To address the broader spectrum of spoilage microorganisms, winemakers rely on specific products, including:

  • WL Differential Agar (CAT. 1026): Suitable for analyzing raw materials and the winemaking environment, this product is available in a 500 g pack.

  • WL Nutrient Agar (CAT. 1086): This nutrient agar is used for assessing raw materials and environmental factors in winemaking, provided in a 500 g pack.

  • WL Nutrient Broth (CAT. 1572): In a 500 g pack, this nutrient broth is essential for detecting and managing general spoilage microorganisms.

Lactobacillus spp.

Lactobacillus spp. can influence acidity, texture, and aroma in wine.
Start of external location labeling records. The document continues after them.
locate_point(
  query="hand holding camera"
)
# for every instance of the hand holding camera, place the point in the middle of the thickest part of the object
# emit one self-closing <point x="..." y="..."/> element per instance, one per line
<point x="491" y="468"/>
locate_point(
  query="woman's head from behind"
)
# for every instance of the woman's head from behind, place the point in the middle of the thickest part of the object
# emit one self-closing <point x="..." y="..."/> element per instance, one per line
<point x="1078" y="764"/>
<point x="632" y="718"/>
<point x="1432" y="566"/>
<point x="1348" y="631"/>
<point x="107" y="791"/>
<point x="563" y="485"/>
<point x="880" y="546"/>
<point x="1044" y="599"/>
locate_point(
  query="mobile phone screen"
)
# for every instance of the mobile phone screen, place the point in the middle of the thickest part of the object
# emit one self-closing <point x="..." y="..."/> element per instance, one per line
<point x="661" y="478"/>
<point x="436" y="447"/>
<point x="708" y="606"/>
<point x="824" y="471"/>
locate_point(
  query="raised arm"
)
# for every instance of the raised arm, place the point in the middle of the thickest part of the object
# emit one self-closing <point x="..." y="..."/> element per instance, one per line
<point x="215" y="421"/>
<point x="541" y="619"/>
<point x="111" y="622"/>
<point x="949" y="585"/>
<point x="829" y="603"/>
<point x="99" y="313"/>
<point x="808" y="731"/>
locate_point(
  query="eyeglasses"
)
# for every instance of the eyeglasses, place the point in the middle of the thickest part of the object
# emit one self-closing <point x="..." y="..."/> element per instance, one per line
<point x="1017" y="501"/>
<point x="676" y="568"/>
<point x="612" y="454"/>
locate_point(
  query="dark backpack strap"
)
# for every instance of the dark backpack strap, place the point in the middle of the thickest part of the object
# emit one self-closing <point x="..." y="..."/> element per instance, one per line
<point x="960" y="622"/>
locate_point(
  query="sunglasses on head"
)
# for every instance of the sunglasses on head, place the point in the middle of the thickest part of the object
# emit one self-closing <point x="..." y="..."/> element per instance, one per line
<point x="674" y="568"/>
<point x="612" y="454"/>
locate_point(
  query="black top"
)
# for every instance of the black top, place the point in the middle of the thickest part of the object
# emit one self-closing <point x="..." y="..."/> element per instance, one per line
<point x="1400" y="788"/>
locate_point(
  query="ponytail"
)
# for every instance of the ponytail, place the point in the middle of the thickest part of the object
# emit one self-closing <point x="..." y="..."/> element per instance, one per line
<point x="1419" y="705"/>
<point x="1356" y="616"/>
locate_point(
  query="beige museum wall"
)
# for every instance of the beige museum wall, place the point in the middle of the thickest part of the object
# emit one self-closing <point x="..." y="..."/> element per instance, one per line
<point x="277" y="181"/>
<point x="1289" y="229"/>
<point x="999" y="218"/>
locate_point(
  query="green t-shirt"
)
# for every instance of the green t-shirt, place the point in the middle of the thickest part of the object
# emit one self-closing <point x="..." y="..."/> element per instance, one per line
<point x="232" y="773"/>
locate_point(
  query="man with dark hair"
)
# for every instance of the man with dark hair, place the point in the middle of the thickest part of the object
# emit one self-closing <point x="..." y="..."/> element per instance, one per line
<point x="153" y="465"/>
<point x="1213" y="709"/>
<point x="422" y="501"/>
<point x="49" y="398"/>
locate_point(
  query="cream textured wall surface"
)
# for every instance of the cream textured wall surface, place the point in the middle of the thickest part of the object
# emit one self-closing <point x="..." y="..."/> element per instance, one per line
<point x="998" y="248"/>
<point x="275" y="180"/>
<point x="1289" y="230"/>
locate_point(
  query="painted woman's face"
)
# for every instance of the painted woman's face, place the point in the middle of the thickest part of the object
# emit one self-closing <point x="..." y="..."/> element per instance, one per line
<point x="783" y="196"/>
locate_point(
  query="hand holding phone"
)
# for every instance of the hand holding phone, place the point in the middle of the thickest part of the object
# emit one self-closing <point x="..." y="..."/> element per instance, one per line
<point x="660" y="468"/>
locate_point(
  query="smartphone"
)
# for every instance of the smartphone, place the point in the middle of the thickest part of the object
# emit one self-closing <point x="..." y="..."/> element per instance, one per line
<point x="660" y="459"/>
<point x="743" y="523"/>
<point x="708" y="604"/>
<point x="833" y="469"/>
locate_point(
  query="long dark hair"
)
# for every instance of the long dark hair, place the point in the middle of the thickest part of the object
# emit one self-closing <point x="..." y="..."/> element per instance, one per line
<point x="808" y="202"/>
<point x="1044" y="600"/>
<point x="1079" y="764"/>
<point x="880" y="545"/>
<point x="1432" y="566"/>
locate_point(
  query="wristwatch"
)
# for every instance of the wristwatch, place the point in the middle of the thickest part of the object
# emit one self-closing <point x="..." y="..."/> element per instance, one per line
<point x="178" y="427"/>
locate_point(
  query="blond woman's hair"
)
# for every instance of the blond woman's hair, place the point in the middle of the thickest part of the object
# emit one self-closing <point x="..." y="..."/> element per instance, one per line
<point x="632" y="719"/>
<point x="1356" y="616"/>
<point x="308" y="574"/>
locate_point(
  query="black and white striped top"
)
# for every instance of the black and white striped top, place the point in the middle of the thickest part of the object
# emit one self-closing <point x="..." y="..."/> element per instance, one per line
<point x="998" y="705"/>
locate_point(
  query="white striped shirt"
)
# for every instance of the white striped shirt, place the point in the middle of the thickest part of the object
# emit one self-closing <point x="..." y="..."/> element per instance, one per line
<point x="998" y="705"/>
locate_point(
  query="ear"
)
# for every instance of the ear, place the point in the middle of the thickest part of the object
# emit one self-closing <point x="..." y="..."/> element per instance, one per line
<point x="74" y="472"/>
To monitor and control their presence, winemakers turn to products like:

  • MRS Agar (CAT. 4691, 943, 4109): Available in various pack sizes, including 10 x 200 ml, 20 plates, and 20 tubes, MRS Agar is indispensable for detecting and managing Lactobacillus spp. during wort, fermentation, and bottling.

  • MRS Agar (CAT. 1043): A 500 g pack size of MRS Agar is also available, providing flexibility to winemakers.

  • MRS Agar Low pH (CAT. 4684, 1433): Designed for wort, fermentation, and bottling, this variant comes in pack sizes of 10 x 200 ml and 500 g.

  • Rogosa SL Agar (CAT. 1096): Offered in a 500 g pack, this agar is vital for detecting and controlling Lactobacillus spp. during winemaking.

International Methods of Analysis

To address these challenges, the International Organisation of Vine and Wine (OIV) has taken a proactive approach. They have created a compendium of international methods of analysis, which includes a dedicated section for microbiological control of wine and wort. These standardized methods help winemakers detect and mitigate the risks associated with spoilage microorganisms, ensuring the production of high-quality wines.

The wine industry's journey from ancient traditions to modern winemaking practices has been greatly influenced by our understanding of microbiology. The discovery of microorganisms in wine by Louis Pasteur and the ongoing efforts of organizations like the OIV have allowed winemakers to better control the quality of their products and prevent spoilage. With the right tools and knowledge, the industry continues to produce exquisite wines that delight connoisseurs worldwide.


  1. Iland, Patrick, et al. "Microbiological Analysis of Grapes and Wine: Techniques and Concepts." Patrick Iland Wine Promotions Pty Ltd, 2012.
  2. Bisson, Linda F., and Peter A. Maga. "Brettanomyces Affect on Wine Quality and Detection." Wine Business Monthly, 1999.
  3. International Organisation of Vine and Wine (OIV). "Compendium of International Methods of Analysis of Wine and Musts." OIV Publication, 2017.